Information-driven Affordance Discovery for Efficient Robotic Manipulation
Pietro Mazzaglia, Taco Cohen, Daniel Dijkman
TL;DR
This work addresses the data-inefficiency of learning visual affordances for robotic manipulation by reframing affordance discovery as a contextual bandit and introducing Information-Driven Affordance Discovery (IDA). IDA uses an ensemble of decoders with a shared encoder to output per-pixel affordance probabilities and guides exploration with an information gain term $I(x,a)$ computed as the Jensen–Shannon Divergence across ensemble parameters, combined with reward via a UCB-like strategy. The approach yields higher data efficiency and robust final performance in ManiSkill2 simulation and enables fast, real-world grasping on a UArm 6 with no prior data, highlighting its practical impact for interactive, data-conscious robotics. These contributions advance how perception-guided exploration can accelerate learning of actionable visual affordances while reducing reliance on large annotated or synthetic datasets.
Abstract
Robotic affordances, providing information about what actions can be taken in a given situation, can aid robotic manipulation.
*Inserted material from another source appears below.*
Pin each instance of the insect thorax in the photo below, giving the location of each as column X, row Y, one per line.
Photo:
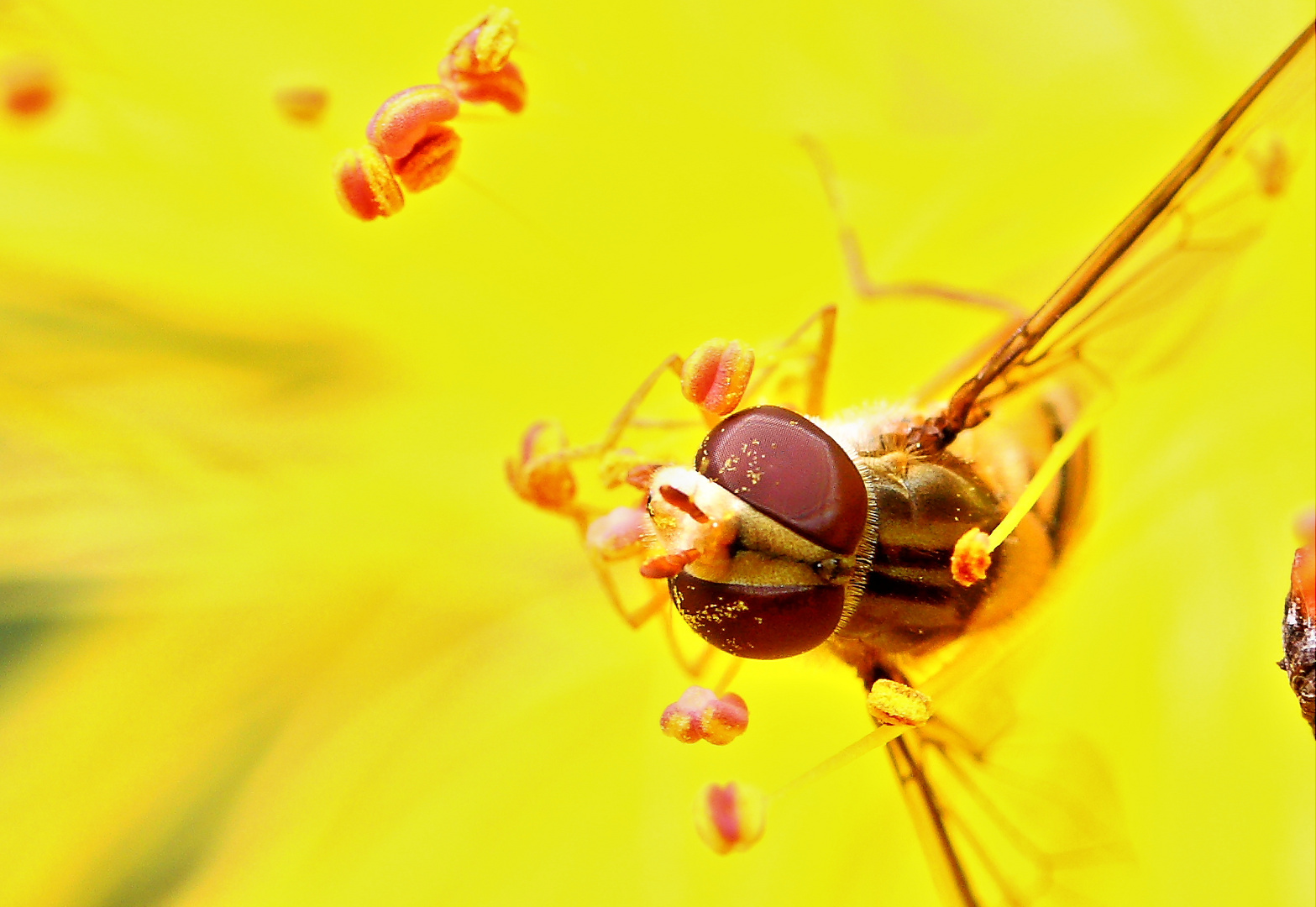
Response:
column 924, row 503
However, learning about affordances requires expensive large annotated datasets of interactions or demonstrations. In this work, we argue that well-directed interactions with the environment can mitigate this problem and propose an information-based measure to augment the agent's objective and accelerate the affordance discovery process. We provide a theoretical justification of our approach and we empirically validate the approach both in simulation and real-world tasks. Our method, which we dub IDA, enables the efficient discovery of visual affordances for several action primitives, such as grasping, stacking objects, or opening drawers, strongly improving data efficiency in simulation, and it allows us to learn grasping affordances in a small number of interactions, on a real-world setup with a UFACTORY XArm 6 robot arm.